Losing someone to COVID is isolating enough, the pandemic making proper funerals and hugs from fellow loved ones more difficult. But Zaim’s sense of isolation has been made worse by the fact that so many seem to act as if the threat has passed. She sees the eagerness with which people have abandoned masks, even in crowds, and wonders why people are unwilling to do such a simple thing to protect themselves, and others. More upsetting, she knows people who still refuse to get vaccinated.
“I mean, 1 million people,” she said. “I don’t know what it takes to open somebody’s eyes.

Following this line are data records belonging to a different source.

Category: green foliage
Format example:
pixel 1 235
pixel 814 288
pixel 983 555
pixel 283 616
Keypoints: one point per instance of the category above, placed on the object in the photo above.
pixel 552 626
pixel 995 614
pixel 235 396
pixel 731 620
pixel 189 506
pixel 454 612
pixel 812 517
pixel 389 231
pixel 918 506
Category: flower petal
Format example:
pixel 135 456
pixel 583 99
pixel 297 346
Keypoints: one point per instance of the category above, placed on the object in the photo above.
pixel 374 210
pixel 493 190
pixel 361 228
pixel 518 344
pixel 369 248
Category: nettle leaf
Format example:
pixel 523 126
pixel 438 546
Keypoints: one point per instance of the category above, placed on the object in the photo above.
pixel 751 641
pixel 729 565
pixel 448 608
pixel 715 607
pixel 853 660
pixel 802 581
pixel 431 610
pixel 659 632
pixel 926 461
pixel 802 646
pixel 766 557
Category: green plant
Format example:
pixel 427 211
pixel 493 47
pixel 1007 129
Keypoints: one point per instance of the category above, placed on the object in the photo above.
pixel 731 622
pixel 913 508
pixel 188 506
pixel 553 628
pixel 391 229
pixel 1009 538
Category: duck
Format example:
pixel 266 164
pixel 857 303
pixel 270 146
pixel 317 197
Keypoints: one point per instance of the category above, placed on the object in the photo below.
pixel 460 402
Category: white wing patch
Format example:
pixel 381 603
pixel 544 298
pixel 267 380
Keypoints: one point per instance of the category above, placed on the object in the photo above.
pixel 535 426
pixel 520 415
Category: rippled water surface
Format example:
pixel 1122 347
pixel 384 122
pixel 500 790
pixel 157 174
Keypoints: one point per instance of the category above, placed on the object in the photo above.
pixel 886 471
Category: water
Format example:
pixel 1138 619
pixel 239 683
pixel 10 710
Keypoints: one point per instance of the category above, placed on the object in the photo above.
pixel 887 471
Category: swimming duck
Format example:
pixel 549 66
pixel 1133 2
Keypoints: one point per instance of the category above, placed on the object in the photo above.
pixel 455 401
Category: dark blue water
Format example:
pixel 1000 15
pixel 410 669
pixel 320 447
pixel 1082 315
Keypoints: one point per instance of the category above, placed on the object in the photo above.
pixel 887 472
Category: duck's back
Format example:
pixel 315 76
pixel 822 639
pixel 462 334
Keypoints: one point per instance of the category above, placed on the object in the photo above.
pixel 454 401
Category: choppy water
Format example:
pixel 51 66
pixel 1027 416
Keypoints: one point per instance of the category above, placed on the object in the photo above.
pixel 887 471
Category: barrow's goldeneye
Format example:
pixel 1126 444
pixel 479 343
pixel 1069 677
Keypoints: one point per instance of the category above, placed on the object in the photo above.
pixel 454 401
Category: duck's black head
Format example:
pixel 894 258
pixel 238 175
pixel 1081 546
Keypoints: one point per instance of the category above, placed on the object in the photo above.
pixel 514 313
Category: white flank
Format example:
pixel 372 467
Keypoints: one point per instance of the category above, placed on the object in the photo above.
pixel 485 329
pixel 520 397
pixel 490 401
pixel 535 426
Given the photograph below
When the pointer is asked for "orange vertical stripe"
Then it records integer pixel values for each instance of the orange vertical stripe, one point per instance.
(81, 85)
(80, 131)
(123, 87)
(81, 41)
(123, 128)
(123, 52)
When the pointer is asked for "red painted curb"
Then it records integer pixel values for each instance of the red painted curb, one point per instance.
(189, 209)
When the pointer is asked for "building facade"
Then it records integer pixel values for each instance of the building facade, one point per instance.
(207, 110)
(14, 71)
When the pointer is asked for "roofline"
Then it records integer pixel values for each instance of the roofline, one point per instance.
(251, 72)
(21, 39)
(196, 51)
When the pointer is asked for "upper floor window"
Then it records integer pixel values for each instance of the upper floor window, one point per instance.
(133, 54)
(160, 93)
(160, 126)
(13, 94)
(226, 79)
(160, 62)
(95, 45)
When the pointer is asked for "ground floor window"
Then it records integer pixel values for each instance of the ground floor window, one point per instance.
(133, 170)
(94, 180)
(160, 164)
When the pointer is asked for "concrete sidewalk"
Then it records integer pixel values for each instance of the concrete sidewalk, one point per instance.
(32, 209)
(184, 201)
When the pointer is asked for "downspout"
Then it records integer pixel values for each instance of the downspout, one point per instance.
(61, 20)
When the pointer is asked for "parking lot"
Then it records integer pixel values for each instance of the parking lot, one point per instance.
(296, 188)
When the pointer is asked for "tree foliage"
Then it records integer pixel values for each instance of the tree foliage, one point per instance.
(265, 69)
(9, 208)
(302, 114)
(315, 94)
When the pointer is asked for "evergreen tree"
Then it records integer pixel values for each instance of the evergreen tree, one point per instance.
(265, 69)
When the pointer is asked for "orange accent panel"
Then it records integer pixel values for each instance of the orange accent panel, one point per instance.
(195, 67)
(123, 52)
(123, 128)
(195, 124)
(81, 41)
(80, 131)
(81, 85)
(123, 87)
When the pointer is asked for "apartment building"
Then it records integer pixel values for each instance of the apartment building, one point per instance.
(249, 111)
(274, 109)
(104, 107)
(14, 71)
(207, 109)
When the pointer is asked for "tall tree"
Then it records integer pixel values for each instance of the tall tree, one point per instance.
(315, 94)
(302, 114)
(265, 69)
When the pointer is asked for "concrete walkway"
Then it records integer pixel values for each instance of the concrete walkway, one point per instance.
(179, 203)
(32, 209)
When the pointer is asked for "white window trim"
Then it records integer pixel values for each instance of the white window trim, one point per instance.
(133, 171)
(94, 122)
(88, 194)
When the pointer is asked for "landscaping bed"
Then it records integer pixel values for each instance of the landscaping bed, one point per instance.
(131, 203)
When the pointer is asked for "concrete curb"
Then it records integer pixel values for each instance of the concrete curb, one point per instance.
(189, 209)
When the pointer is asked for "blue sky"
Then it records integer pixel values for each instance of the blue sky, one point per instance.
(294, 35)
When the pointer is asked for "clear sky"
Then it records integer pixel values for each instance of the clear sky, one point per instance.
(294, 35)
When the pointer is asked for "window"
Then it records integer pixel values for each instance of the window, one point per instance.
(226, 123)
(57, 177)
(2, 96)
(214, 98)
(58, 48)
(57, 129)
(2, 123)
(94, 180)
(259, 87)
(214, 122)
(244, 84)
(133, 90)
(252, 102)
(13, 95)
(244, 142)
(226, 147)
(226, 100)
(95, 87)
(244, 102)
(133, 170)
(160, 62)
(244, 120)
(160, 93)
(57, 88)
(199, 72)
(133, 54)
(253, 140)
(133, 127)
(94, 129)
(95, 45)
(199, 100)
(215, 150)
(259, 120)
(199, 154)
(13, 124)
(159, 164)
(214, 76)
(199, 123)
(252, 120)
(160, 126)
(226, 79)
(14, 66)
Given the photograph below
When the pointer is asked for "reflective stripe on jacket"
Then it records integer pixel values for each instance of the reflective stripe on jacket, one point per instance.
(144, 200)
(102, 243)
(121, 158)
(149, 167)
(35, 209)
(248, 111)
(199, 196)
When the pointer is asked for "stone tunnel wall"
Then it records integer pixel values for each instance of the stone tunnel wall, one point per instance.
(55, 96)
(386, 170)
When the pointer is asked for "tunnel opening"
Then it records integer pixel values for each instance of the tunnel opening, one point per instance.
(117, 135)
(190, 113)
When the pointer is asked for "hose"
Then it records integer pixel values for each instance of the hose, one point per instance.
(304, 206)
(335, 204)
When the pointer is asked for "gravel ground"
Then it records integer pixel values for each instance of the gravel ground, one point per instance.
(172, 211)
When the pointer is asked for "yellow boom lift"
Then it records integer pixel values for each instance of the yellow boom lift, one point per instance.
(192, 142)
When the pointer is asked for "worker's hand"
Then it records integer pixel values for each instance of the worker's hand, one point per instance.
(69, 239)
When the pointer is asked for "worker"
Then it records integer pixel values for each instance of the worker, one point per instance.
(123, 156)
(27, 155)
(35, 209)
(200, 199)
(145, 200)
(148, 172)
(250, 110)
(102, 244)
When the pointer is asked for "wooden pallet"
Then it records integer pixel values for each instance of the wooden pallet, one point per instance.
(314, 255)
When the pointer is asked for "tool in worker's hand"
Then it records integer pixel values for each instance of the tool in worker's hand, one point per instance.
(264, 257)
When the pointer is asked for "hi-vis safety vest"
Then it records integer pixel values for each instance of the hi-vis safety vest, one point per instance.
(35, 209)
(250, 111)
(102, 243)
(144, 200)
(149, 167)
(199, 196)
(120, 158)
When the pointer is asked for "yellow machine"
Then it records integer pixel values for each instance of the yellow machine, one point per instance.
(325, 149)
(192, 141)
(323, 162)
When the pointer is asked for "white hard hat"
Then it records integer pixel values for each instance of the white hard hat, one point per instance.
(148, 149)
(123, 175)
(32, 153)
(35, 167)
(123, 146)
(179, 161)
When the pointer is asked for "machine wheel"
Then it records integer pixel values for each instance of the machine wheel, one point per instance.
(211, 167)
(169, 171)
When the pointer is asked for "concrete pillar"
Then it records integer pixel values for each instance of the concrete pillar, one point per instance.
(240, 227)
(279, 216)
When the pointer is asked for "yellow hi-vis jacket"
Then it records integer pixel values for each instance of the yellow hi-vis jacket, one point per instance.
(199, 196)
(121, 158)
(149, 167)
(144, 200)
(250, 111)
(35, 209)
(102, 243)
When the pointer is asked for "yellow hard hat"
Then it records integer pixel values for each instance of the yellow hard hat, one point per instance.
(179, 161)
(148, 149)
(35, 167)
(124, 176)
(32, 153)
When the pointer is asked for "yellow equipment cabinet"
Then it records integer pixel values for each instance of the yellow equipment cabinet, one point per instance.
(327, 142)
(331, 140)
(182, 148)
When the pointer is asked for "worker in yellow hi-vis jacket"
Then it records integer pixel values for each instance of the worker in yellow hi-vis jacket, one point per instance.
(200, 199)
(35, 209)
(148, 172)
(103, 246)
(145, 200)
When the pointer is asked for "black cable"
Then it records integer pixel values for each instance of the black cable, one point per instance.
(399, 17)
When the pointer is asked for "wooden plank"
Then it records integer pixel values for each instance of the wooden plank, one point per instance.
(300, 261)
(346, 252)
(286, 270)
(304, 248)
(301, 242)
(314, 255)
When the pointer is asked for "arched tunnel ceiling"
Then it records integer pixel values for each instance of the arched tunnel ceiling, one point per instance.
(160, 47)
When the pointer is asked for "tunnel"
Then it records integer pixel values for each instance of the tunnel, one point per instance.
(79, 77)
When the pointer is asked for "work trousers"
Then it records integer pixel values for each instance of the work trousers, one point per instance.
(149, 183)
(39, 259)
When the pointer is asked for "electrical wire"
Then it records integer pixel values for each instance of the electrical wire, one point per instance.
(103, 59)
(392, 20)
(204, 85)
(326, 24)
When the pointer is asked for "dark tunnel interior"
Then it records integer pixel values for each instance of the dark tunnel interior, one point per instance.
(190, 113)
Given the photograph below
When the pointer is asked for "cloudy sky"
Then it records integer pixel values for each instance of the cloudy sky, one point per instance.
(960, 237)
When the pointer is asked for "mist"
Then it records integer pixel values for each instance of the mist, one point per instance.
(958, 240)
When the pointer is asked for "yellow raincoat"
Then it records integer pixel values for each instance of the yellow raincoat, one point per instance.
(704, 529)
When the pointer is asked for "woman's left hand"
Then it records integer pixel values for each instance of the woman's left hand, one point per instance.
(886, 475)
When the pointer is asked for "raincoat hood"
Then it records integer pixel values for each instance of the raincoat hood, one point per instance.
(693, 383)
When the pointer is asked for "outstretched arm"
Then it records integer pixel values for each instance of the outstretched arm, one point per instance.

They see it as a political issue, but it’s a moral issue. You want to say to them, ‘Look at me, this is horrible, this is something I don’t want you to go through, your mom to go through.’”
No one expects the same isolating vigilance we managed two years ago, when we were flying blind and had no vaccines. But the speed with which this country seems to have left behind the pandemic’s losses, and its lessons, has been staggering. Among the million lost are hundreds of thousands of deaths that could have been prevented if only this country had been better prepared, and its response led by science and not by politics. But here we are again, watching to see if a divided Congress will pass a COVID relief package that is already insufficient to prevent the next catastrophe.
Desire James Arsene Versailles remembers seeing footage of airline passengers cheering as they pulled off their masks mid-flight a few weeks ago, as if the pandemic is just a joke to some people.
“It isn’t anything to laugh about,” he said. “It’s just gut-wrenching to see.”
Arsene Versailles lost his mother, Florcie, 78, in May of 2020. The Haitian immigrant was a fierce housing advocate in Boston, a volunteer at homeless shelters, a cashier at Filene’s, and a proud single mother. After years of declining health, she contracted COVID at her nursing home, where Arsene Versailles was barely able to visit because of lockdowns. He worries the racial disparities in the health care system, disparities laid bare by the pandemic, hastened his mother’s decline. And he is pained that this country seems so reluctant to reckon with the inequality COVID made impossible to ignore, or even to properly memorialize those lost.
“Our losses have been politicized and debated,” he said. “It’s just insulting to see politicians doing photo ops and not taking it seriously.”
He belongs to a group called Marked By COVID, which is pushing for permanent memorials to those lost, including a national COVID day of remembrance.
“The world wants to move on and return to normal, but there will never be a normal for me and my family and all the others marked by COVID,” he said. “I worry everything that happened is going to get swept under the rug and forgotten about.”
His mother always used to say every life is precious, but Arsene Versailles says that when it comes to COVID, “we are pretending the person’s life never existed.”
Florcie Yves Chavannes Versailles existed, as did the million others taken from us. Leaving them behind hurts not just those grieving their deaths, but all of us.